Battery Hitchcock
From its completion in 1899 until the 1920s, Battery Hitchcock mounted three 10-inch guns (1888 M1) on disappearing carriages (M1894 and M1896). The easternmost of these, Gun 1, (adjacent to Battery Ward) was later dismounted and shipped away, leaving a two-gun battery, like Battery Ward.
The lower photo gallery at left shows a photo of one of Hitchcock's 10-inch guns, as well as a series of photos of a similar gun at the Army's training center at Fort Monroe in Virginia. In 1899 when they were first installed, these guns, with a range of over 12,000 yards (about 7 miles), were meant to provide mid-range defense for the harbor, with the 12-inch guns of Forts Heath and Revere being only slightly longer in range (about 8.6 miles). [NOTE]
You can compare the ranges of all the guns in the harbor here.
The disappearing carriages was a marvel of mechanical design. Raised to the firing position, a disappearing gun was ready to fire just over the steep parapet wals at the front of a gun pit. When a gun was fired, its barrel traced an elipsoidal course (see Slide 4 in gallery two at left), pivoting back along the huge gun arms, lowering the barrel back below the parapet, and bringing the breech to rest at a level just above the gun platform, where a shell cart (shown in Slide 6 and Slide 7 of gallery two) could be rolled right up to the breech and the shell and powder rammed home by the gun crew. After firing, a huge pile of lead weights beneath the center of the gun was raised by the power of the recoil (which also helped to absorb the shock of the recoil) . Then, when the gun was ready to be fired again, a lever was tripped and the weights fell back down into a well at the center of the emplacement (see Slide 2 and Slide 6 in gallery one at left), causing the gun to rotate forward again and to rise above the parapet to the "in battery" position, ready for the next shot.
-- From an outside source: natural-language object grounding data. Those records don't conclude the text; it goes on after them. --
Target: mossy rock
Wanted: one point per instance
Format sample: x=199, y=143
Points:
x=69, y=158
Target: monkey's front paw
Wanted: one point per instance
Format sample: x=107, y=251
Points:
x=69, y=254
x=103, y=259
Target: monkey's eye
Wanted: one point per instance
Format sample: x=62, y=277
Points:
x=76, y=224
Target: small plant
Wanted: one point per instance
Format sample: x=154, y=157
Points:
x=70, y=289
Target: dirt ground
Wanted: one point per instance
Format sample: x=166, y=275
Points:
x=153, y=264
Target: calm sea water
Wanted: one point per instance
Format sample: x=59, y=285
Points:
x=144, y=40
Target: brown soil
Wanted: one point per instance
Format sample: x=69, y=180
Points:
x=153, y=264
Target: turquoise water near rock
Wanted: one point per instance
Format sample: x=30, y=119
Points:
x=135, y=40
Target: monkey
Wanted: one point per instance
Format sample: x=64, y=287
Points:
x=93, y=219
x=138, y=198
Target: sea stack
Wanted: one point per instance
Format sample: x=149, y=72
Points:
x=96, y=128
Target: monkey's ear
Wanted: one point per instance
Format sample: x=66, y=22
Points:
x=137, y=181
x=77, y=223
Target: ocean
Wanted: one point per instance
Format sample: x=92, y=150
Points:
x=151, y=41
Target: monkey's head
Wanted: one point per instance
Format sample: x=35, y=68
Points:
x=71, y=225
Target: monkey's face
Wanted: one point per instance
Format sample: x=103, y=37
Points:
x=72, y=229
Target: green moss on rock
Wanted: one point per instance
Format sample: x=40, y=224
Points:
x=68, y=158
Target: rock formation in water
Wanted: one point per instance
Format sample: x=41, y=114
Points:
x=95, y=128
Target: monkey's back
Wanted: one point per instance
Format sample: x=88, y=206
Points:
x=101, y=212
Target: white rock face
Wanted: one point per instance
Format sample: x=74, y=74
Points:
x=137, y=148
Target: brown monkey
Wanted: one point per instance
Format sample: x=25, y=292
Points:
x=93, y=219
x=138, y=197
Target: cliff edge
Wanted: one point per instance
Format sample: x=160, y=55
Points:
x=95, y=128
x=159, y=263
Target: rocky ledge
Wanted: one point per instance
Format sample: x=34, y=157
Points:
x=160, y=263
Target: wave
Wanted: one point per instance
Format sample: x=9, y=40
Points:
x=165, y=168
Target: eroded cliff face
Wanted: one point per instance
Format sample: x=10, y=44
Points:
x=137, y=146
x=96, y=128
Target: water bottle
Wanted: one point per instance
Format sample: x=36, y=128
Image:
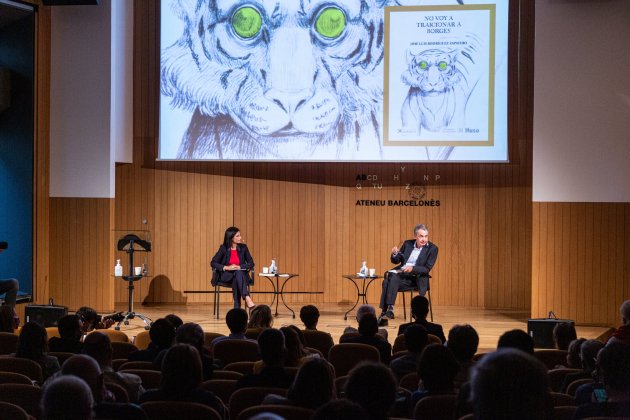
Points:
x=364, y=271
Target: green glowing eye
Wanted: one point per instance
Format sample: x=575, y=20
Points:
x=247, y=22
x=330, y=23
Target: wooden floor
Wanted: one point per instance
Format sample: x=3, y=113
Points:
x=490, y=324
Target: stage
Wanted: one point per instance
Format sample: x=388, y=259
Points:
x=490, y=324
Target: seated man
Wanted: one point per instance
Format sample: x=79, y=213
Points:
x=415, y=260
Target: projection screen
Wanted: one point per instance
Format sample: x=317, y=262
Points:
x=334, y=80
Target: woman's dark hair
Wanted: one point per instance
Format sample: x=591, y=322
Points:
x=181, y=370
x=7, y=323
x=33, y=343
x=295, y=349
x=230, y=233
x=313, y=385
x=260, y=317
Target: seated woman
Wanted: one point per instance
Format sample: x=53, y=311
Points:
x=181, y=380
x=231, y=263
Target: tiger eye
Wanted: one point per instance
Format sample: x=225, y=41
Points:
x=330, y=23
x=246, y=22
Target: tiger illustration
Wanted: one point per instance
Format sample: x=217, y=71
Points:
x=267, y=80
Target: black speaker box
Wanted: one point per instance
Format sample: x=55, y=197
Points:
x=45, y=315
x=70, y=2
x=541, y=330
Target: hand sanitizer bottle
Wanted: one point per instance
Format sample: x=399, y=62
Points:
x=364, y=271
x=118, y=269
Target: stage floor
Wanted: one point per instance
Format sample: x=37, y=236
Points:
x=490, y=324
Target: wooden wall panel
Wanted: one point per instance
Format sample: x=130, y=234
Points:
x=80, y=251
x=580, y=260
x=305, y=214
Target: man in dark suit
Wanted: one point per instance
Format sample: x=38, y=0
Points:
x=419, y=311
x=415, y=260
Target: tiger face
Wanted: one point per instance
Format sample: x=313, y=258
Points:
x=265, y=73
x=432, y=71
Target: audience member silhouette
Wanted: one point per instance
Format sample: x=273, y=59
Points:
x=510, y=384
x=516, y=339
x=191, y=333
x=342, y=409
x=622, y=334
x=351, y=331
x=99, y=347
x=313, y=386
x=436, y=370
x=373, y=387
x=33, y=344
x=67, y=398
x=182, y=378
x=588, y=357
x=563, y=334
x=463, y=341
x=260, y=317
x=613, y=371
x=309, y=314
x=416, y=339
x=271, y=347
x=368, y=327
x=419, y=312
x=162, y=334
x=573, y=354
x=69, y=327
x=236, y=320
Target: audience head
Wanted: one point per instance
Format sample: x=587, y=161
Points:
x=174, y=320
x=190, y=333
x=260, y=317
x=181, y=370
x=33, y=342
x=510, y=384
x=69, y=328
x=341, y=409
x=437, y=368
x=365, y=309
x=573, y=354
x=368, y=325
x=99, y=347
x=517, y=339
x=7, y=323
x=271, y=347
x=309, y=314
x=419, y=308
x=624, y=309
x=373, y=386
x=613, y=368
x=416, y=338
x=563, y=334
x=67, y=398
x=162, y=333
x=313, y=385
x=588, y=354
x=228, y=238
x=463, y=341
x=84, y=367
x=294, y=348
x=89, y=318
x=236, y=320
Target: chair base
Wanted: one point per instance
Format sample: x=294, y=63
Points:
x=131, y=315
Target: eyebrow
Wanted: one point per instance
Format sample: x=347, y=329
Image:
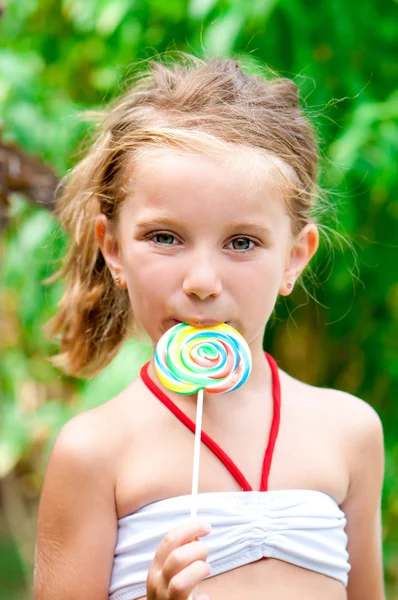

Ammunition was brought about 800 ft. up the hill behind the battery from the wharf by means of wheeled cars on tracks, pulled by a steel cable. From here it was stored in the shell rooms and magazines beneath each gun position. At the outset, ammunition was raised to the firing platforms by means of block and tackle on curved davits, or hoists, which hung over the at the rear of each platform. Later, electrically powered hoists were installed between the magazines and the gun platforms, and powder and shells were raised from the shell rooms and magazines in this fashion. Rough holes jackhammered out of the concrete floors of the ammunition storage shelters show where the powder hoists were retro-fitted. A Taylor-Raymond hoist was original (1896) with each of Guns 1 and 3, and was added to Gun 2 in 1902.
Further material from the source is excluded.